Management – The Five Finger Discount
The Five Finger Discount
Support trained staff with physical theft deterrents.
Physical Deterrents the Next Line of Defence
- Staff training to reduce potential shoplifting must be supported with physical theft deterrents.
- Ensure every part of the store can be seen by sales staff at all times. Blind spots, dressing rooms and tall shelving units make theft easy.
- Users of dressing rooms expect privacy, but there can be no such expectation on the store floor. Security cameras should be placed strategically to monitor the floor area. A large monitor at check out will provide live video from every camera to enable cashiers to view suspicious actions.

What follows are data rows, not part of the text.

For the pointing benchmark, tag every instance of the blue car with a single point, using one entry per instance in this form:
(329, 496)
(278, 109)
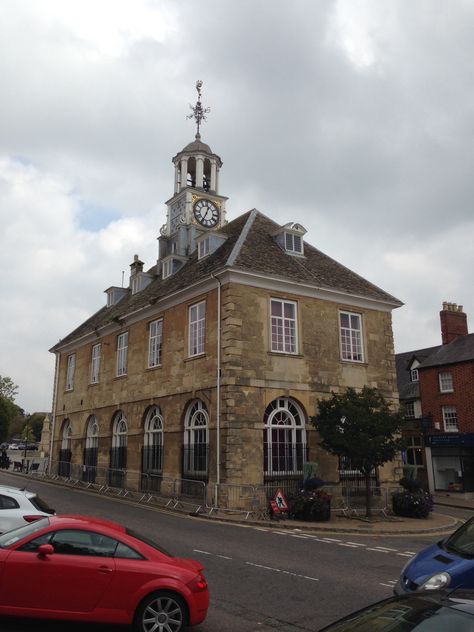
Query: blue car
(447, 564)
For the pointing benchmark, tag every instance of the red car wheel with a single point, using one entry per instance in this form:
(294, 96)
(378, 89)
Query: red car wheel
(162, 612)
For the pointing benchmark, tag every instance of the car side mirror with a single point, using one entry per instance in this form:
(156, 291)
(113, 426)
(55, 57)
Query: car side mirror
(45, 549)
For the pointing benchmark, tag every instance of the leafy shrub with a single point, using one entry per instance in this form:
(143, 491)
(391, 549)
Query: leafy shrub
(413, 502)
(311, 505)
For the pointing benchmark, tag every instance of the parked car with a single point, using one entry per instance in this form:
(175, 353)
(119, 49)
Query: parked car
(450, 562)
(92, 570)
(19, 506)
(437, 611)
(27, 446)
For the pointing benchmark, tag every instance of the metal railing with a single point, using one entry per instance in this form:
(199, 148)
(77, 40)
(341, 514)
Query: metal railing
(200, 497)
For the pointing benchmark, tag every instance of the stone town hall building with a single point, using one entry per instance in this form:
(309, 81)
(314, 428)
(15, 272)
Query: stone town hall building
(207, 366)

- Placing mirrors to view blind spots is an alternative to cameras although not as effective since staff cannot always be watching.

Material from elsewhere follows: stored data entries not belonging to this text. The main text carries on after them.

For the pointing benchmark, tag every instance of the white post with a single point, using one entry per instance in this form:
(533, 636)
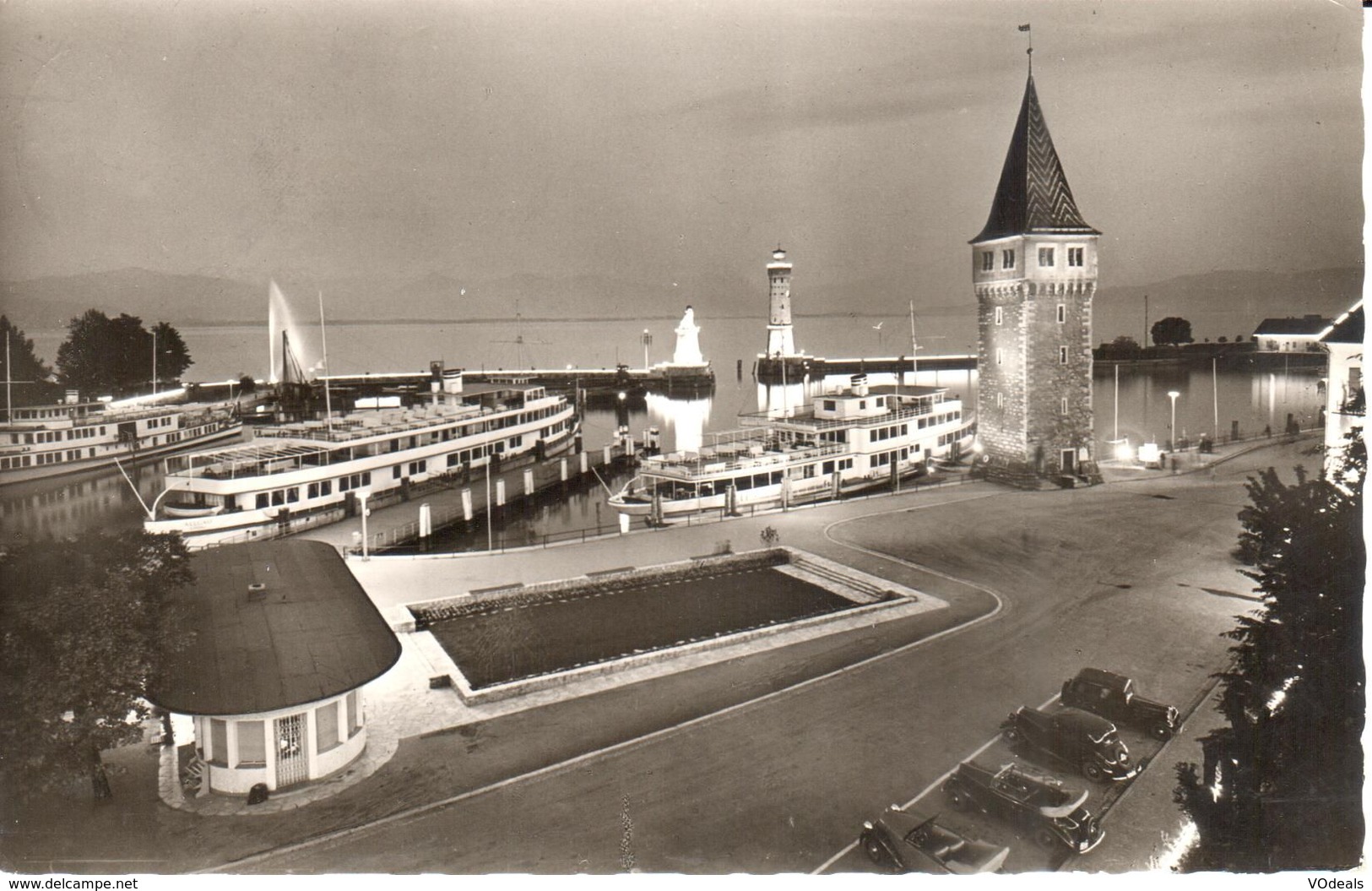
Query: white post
(1214, 388)
(1117, 403)
(361, 500)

- Expensive merchandise should be looped through an alarm box or fitted with Radio Frequency Identification (RFID) devices that sound an alarm as soon as the product is removed from its packaging or its shelf space.
Please Leave the Store
You have the right to ask someone to leave your store. Most merchants are hesitant to do this because they do not wish to create conflict or negative publicity. Nevertheless, you are well within your rights to ask someone to leave and inform them that if they return, they will be trespassing. Do not provide a specific reason. Above all, never suggest they are stealing and do not physically touch them. Such actions will not only escalate the situation but could result in legal actions against you. If an individual refuses to leave, contact the police and have the individual removed. Most provinces will have a trespass act that provides you with grounds to inform the unwanted customer either in writing or orally that they are not welcome on your premises. The wording will read something like the Ontario Trespass to Property Act (1990):
- (1)Every person who is not acting under a right or authority conferred by law and who,
(a) without the express permission of the occupier, the proof of which rests on the defendant,
(i) enters on premises when entry is prohibited under this Act, or
(ii) engages in an activity on premises when the activity is prohibited under this Act; or
(b) does not leave the premises immediately after he or she is directed to do so by the occupier of the premises or a person authorized by the occupier, is guilty of an offence and on conviction is liable to a fine of not more than $10,000.
Detaining the individual on suspicion of theft without immediately calling the police is unwise since it risks a charge of “forcible confinement” under the Criminal Code. Consult with your lawyer to establish how and on what grounds your staff can approach and temporarily hold any suspected shoplifter.
Store staff are the frontline in shoplifting prevention. Educating staff in anti-shoplifting procedures combined with a one-time installation cost of physical deterrents should return your inventory costs and profit to their normal levels.